MetoKote lined up a $60 million term loan to rework the amortization on its existing credit, according to Patrick Osler, cfo. The new piece paid down portions of the existing credit and allowed the company to put a back-ended amortization schedule in place. "It would provide substantial relief over the next six to eight quarters and then ramp up after that," he said, choosing not to explain the exact payment schedule. The company reworked the credit without extending its 2005 maturity date.
Before the change, the company's credit comprised a $40 million revolver, a $36 million "A" term loan and a $97.5 million "B" tranche. The new tranche would pay off about $31 million of the Lima, Ohio-based company's original $36 million "A" term loan-- leaving a $5 million balance. Osler said the company could not manage to cover the whole "A" loan, so MetoKote would just work on paying off the remaining balance with the original pricing terms in addition to the other tranches. The remaining $29 million on the new loan was used to pay down a portion of the $97.5 million "B" tranche, which incidentally holds the same structure and tenor as the new tranche, according to Osler.
A $27 million revolver was also added to replace the original $40 million revolving credit that was to expire next year. Osler stated that part of this revolver has already been tapped to pay off fees from the previous revolver, and to finance the 21/ 2% original issue discount needed to close syndication. The new tranche is priced at LIBOR plus 4%, while the revolver is tied to performance based pricing, and there was a commitment fee that Osler would not divulge. The entire approximate $160 million facility is secured by corporate assets.

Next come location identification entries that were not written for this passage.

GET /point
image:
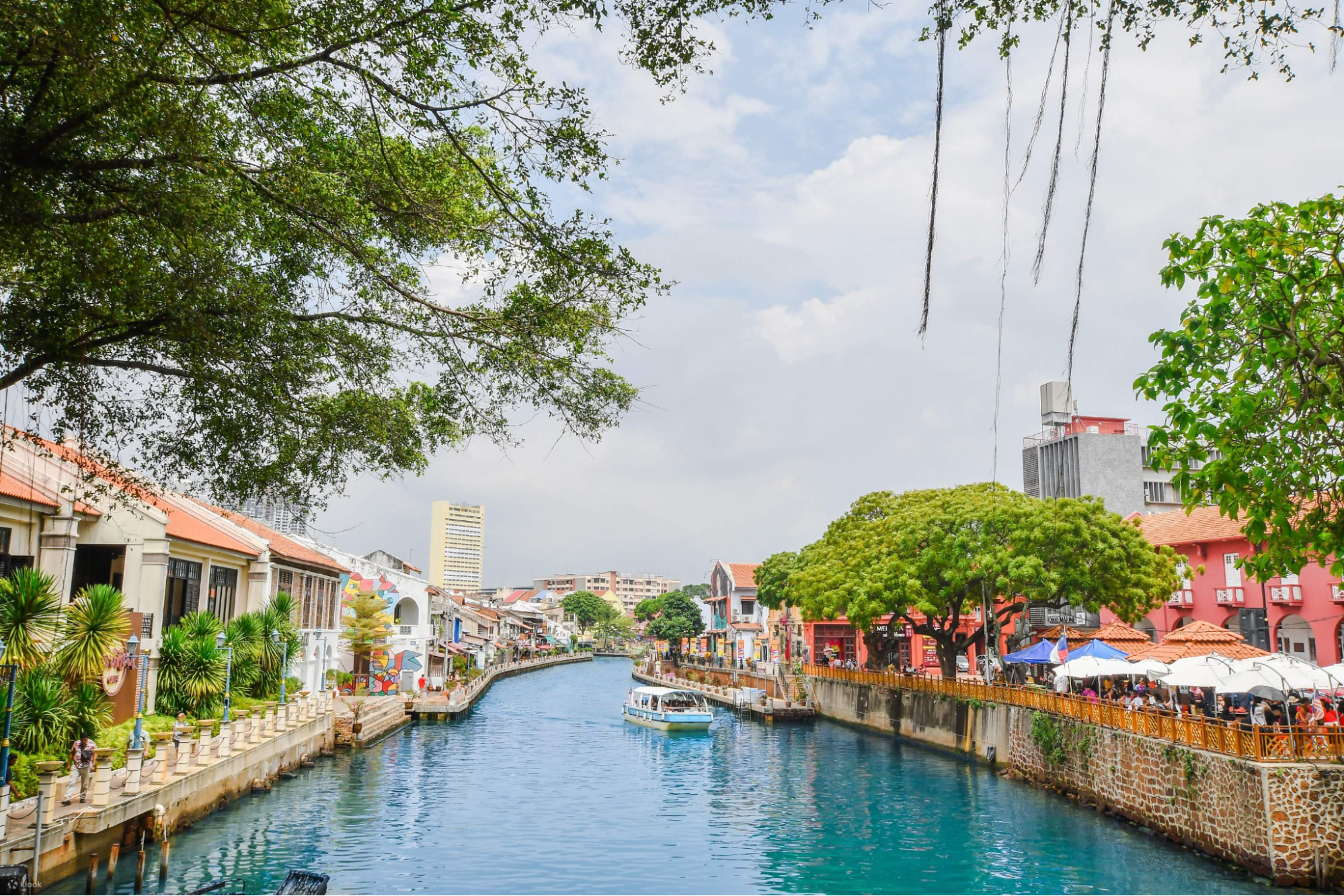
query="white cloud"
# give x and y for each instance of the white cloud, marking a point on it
(788, 195)
(820, 327)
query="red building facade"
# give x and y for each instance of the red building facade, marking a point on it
(1306, 613)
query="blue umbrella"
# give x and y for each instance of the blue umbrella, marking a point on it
(1038, 652)
(1099, 649)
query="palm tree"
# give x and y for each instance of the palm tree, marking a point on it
(30, 617)
(95, 628)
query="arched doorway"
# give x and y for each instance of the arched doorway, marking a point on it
(1296, 637)
(406, 613)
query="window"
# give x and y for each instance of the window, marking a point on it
(1158, 492)
(223, 589)
(182, 594)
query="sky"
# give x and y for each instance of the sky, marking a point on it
(787, 195)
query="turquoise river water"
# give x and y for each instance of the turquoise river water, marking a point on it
(542, 788)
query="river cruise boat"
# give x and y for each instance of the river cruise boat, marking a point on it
(668, 710)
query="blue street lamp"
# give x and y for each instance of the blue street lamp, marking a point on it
(284, 663)
(140, 661)
(12, 668)
(229, 669)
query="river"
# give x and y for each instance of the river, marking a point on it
(545, 789)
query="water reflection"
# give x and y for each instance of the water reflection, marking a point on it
(543, 789)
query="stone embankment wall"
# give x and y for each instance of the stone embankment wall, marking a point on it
(1279, 820)
(980, 730)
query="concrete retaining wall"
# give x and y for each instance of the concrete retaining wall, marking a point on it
(1279, 820)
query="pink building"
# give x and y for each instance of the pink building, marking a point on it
(1304, 612)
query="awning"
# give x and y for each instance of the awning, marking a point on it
(1038, 652)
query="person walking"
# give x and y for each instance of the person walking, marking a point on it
(81, 760)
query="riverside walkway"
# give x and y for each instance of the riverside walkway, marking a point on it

Wachovia Securities fully underwrote the changes and additions to the facility, with strong participation and support from Huntington Bank, Osler noted. Wachovia did not lead the original deal, but MetoKote liked the bank's creative ideas in order to execute the arrangement, Osler stated. The facility was originally led by what was at the time Chase Manhattan Bank. Syndication of the new tranches was oversubscribed, with more than 20 institutions signing on. Osler said that the entire deal took 90 days from conception to completion, with three weeks to close in August after the deal hit the market with the discount. Osler said the pricing did come in a bit high for the company's liking, but it was acceptable considering the volatile market conditions.
MetoKote operates 29 facilities in the U.S., Mexico, Brazil, and the United Kingdom, offering extensive coating services to a wide range of industries. The company holds about $170 million in debt with leverage multiples just under four times, Osler said.